Nevermind, I found a high res picture on another site.
-
Anyway, if anyone else is interested in these watchguards, the X500, X700, X1000, and X2500 are all the same hardware, they just have different licenses to allow higher throughput.
It looks like the mini pci slot could be used for a wifi card, so you could choose if you wanted a vpn card or wifi card in that slot. Granted, both have to be recognized by pfsense.
-
Well I tried manually setting the port speeds to 100 full-duplex in pfsense and on the SMC switch and got the same watchdog timeouts. I'm going to try a net gear switch i've got laying around and see if that does anything.
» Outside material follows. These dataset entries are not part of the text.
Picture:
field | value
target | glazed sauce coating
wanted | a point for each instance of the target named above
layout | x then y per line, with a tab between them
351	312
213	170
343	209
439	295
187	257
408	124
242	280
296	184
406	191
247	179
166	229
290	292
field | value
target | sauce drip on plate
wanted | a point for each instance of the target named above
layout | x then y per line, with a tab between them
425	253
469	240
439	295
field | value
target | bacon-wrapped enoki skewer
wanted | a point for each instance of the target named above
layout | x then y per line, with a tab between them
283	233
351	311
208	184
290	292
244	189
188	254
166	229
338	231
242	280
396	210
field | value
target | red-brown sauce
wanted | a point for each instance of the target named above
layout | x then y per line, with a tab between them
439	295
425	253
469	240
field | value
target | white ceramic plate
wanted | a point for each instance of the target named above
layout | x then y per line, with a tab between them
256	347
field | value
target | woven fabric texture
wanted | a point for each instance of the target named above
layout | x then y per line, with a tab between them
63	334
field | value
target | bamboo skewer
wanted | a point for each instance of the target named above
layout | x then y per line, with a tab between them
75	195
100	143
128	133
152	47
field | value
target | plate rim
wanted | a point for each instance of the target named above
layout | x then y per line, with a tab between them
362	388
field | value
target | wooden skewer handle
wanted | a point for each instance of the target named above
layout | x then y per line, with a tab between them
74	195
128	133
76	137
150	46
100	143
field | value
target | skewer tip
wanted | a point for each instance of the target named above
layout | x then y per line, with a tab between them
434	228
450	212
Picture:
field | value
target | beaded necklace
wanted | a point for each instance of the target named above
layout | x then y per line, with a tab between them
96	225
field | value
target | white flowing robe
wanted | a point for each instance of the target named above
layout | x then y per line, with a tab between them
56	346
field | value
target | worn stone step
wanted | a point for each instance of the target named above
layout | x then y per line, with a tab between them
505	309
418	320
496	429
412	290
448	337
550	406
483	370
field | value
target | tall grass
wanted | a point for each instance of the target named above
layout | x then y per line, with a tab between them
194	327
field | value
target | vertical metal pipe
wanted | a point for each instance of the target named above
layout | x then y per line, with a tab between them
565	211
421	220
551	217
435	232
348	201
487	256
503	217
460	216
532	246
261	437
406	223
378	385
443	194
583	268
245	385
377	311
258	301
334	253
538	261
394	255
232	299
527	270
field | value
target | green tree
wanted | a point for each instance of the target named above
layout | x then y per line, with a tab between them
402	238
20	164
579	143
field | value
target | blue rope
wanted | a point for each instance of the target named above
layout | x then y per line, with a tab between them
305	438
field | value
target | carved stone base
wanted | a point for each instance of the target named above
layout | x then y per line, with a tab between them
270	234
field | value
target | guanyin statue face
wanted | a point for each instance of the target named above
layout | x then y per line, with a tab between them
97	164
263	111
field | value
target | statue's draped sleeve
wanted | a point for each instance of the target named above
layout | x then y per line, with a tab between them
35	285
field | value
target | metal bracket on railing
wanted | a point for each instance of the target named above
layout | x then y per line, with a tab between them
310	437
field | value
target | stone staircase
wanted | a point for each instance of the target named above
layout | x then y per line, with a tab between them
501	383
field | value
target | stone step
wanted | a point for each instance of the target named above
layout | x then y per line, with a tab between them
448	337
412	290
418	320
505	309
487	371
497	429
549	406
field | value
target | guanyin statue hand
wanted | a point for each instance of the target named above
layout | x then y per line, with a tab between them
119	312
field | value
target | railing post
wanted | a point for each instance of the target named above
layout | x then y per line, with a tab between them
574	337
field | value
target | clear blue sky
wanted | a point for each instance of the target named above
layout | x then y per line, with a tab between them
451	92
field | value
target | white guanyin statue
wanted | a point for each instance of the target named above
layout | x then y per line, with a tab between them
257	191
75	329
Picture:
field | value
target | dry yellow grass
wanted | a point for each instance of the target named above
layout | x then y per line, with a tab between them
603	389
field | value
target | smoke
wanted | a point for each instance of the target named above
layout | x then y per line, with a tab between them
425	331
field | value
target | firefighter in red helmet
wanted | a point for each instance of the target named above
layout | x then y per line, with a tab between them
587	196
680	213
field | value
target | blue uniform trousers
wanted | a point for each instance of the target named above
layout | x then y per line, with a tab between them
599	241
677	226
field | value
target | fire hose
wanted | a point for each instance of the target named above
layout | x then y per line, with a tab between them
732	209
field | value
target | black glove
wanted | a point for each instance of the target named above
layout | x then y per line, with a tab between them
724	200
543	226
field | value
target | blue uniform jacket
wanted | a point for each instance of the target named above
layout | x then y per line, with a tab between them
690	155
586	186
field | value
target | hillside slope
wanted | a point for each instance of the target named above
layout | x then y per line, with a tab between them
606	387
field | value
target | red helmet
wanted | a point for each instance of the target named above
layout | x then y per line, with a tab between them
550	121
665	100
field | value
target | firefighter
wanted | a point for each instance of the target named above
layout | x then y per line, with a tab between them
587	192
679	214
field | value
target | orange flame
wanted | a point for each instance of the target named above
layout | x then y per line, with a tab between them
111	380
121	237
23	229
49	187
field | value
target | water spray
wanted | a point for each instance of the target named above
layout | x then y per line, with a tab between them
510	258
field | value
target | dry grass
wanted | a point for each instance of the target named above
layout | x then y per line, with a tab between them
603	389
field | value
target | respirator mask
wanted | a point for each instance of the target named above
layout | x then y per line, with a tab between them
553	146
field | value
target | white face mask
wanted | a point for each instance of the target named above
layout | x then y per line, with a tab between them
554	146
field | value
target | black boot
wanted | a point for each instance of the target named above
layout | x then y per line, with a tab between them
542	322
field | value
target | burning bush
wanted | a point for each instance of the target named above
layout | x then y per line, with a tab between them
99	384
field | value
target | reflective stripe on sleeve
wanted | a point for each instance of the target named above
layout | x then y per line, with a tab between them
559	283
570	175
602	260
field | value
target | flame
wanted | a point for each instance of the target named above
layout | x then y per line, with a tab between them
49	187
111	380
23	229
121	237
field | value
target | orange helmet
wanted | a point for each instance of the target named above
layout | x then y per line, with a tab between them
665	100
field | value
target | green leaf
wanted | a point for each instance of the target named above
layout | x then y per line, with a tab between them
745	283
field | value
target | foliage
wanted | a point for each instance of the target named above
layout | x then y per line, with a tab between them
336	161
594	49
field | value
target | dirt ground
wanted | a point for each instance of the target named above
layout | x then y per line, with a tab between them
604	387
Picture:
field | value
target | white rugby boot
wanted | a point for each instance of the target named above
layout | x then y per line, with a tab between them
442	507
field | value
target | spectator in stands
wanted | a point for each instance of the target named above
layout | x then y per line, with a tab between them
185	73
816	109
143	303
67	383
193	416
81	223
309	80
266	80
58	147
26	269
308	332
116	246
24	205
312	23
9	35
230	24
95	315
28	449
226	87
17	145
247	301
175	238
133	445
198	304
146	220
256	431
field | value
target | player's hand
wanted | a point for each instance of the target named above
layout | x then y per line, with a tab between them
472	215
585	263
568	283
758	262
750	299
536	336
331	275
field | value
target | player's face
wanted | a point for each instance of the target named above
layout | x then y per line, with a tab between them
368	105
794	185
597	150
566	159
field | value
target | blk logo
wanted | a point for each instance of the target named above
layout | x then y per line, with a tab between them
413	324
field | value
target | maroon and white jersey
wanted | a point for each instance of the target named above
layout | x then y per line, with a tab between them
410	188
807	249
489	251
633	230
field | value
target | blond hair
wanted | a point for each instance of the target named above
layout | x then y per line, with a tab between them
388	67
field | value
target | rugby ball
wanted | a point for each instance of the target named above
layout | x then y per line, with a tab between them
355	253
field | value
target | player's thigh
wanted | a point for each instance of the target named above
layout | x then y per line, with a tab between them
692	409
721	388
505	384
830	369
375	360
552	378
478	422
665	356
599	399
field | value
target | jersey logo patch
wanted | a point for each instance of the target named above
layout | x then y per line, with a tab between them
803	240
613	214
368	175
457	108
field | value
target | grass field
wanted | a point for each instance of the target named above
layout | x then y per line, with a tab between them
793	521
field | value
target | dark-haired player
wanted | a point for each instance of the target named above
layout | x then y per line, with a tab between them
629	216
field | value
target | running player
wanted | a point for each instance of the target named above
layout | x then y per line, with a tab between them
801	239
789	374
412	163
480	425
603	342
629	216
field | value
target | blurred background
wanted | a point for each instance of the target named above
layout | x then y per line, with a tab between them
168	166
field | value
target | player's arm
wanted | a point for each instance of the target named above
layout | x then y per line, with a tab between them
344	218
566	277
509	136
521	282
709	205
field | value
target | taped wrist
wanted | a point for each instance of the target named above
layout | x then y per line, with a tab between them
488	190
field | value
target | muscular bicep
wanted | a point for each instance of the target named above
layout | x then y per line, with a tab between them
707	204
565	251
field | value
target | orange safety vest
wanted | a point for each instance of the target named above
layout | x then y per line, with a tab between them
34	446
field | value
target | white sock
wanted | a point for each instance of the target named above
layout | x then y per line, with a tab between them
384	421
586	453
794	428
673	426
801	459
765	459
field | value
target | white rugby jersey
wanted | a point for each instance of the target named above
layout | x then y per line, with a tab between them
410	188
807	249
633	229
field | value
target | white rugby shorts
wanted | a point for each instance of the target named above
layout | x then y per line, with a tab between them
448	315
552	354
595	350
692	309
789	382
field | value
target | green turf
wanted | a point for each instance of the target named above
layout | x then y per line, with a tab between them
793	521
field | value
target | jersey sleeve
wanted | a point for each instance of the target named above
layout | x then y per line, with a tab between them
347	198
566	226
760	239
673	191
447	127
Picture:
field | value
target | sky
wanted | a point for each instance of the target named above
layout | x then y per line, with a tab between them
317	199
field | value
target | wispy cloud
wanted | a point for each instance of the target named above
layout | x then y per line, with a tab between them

I'll post back the results of that.
any updates on that SMC switch on the watchdog timeouts ? I'm looking to buy a managed switch that works with these watchguards without the timeouts, preferably as cheap as I can get away with.
there are reports in this thread that some cisco switches had the errors, but someone else said theirs don't on cisco switches (what models?)
also netgear has been reported with the problems, but not a higher end model which got rid of the errors (which higher end model?)
my d-link causes them.. hp procurve has been mentioned as error free but not sure which models (any managed procurve switch?)looking for something I can find under $200 on ebay preferably.. what about a dell 2716 'webmanaged' switch those are cheap but support vlan, link aggregation, port mirroring..
and back to a different subject, the VPN accelerator card. anyone tried 1.3 ALPHA ALPHA pfense on their watchguard boxes ? I would but mine is in production use at the moment. maybe since its freebsd 7 it might add support for the vpn card in these watchguards?
-
The watchguard seems to have a bunch of Realtec NICs onboard.
That's where I'd expect the troubles to start…The DeLL 5224 or 5324 switches basically are rebranded SMCs.
They can be found on eBay regularly if you don't mind the additional ports. -
there are reports in this thread that some cisco switches had the errors, but someone else said theirs don't on cisco switches (what models?)
also netgear has been reported with the problems, but not a higher end model which got rid of the errors (which higher end model?)
my d-link causes them.. hp procurve has been mentioned as error free but not sure which models (any managed procurve switch?)Im using a couple Netgear GSM712's I bought off ebay. Ive tested my watchguard v60 and x700's and no timeout problems. Also I used them thru my cisco 3548xl with no problems. I do have Dell 5324's at work . which is were these firewall are headed in the end but I havent had a chance to test them on the dells.